There were a lot of great times with Virtua Cop 2, whether it was flipping a car full of gunmen by blasting their tyres or even just blowing away a civilian to piss off my teammate.
Resident Evil (Sega Saturn, 1996)
Thinking about the 90s wouldn’t be complete without the original Resident Evil. This was a game that one of my buddies from school loved harping on about, and I was lucky enough to be able to get this on the Sega Saturn at the time. RE1 frightened the life out of me (I would have been 8), with its brutal opening cinematic, spooky soundtrack and, of course, the lumbering hordes of mutated bioweapons.
Again this was a title that felt like it really pushed the envelope at the time, a game that made the player feel relatively powerless, with their ever-dwindling resources and health being the only tools at their disposal. Resident Evil also seemed to mark this shift between games being quite arcade-like, to being more cinematic. It stood out from the other games in my collection for being terrifying and, I guess, “grown-up”, for lack of a better term. Let’s put it this way, RE1 was a huge departure from Virtua Fighter 2 and Sonic the Hedgehog.
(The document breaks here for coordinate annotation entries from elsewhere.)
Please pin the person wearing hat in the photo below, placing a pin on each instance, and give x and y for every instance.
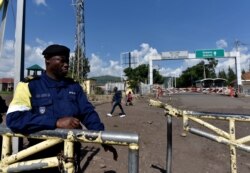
(52, 100)
(116, 101)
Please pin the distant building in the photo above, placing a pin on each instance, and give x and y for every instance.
(89, 86)
(6, 84)
(34, 70)
(209, 82)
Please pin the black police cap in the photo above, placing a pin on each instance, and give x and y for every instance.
(56, 49)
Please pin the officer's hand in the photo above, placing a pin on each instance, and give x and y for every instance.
(68, 123)
(111, 149)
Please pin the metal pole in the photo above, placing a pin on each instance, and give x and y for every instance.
(169, 144)
(2, 26)
(19, 54)
(133, 158)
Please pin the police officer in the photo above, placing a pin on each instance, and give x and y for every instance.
(52, 100)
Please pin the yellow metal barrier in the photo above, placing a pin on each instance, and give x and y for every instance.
(218, 134)
(11, 162)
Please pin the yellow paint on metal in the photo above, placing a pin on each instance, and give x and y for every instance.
(133, 146)
(224, 137)
(31, 150)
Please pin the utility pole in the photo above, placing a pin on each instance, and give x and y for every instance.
(79, 60)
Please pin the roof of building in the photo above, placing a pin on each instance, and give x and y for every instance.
(6, 80)
(245, 76)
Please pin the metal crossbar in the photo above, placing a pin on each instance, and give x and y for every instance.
(218, 135)
(12, 162)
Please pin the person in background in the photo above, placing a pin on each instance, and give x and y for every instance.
(3, 107)
(53, 101)
(116, 101)
(129, 99)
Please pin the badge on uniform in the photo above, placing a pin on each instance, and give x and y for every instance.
(42, 110)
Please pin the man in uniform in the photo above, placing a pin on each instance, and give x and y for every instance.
(52, 101)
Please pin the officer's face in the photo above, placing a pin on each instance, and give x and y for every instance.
(57, 66)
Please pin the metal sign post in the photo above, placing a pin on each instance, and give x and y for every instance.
(19, 56)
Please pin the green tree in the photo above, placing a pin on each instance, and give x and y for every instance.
(79, 66)
(222, 74)
(231, 75)
(197, 72)
(140, 74)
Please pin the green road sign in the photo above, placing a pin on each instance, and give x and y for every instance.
(213, 53)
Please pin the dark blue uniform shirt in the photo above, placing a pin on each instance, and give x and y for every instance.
(39, 103)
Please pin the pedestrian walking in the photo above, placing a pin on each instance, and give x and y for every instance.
(116, 101)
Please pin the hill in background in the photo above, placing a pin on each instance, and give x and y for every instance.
(102, 80)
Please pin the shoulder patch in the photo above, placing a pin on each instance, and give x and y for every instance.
(30, 78)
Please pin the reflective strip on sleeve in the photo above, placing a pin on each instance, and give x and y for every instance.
(21, 99)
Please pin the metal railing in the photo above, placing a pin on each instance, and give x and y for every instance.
(218, 135)
(13, 162)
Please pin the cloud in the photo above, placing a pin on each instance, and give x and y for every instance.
(40, 2)
(100, 66)
(221, 44)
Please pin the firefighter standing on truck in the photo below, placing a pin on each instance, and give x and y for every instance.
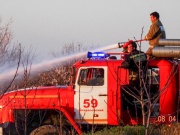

Streets of Rage (Sega Megadrive, 1991)
It definitely wouldn’t be a look back to 90s gaming without Streets of Rage. Moving through various levels filled with thugs and punks, your goal was to (literally) beat down an oppressive crime syndicate that had overrun the city. I played this game until my thumbs were sore, teaming up with friends and family alike to run through this massively addictive brawler. The soundtrack was also incredible.
But I remember how amazing this game felt, the way each character felt different with regards to movement speed and fighting style. You could even call in a special move that involved radioing a police officer to lay down supporting fire if things got tough (which they often did). And the fact that it could be a solo adventure or local coop, well that just made it even better.
These are just a handful of gaming memories I have swirling about in my head, so thanks for reading this far. Have any of you had experience with these titles? And which games remind you of your childhood or early gaming years?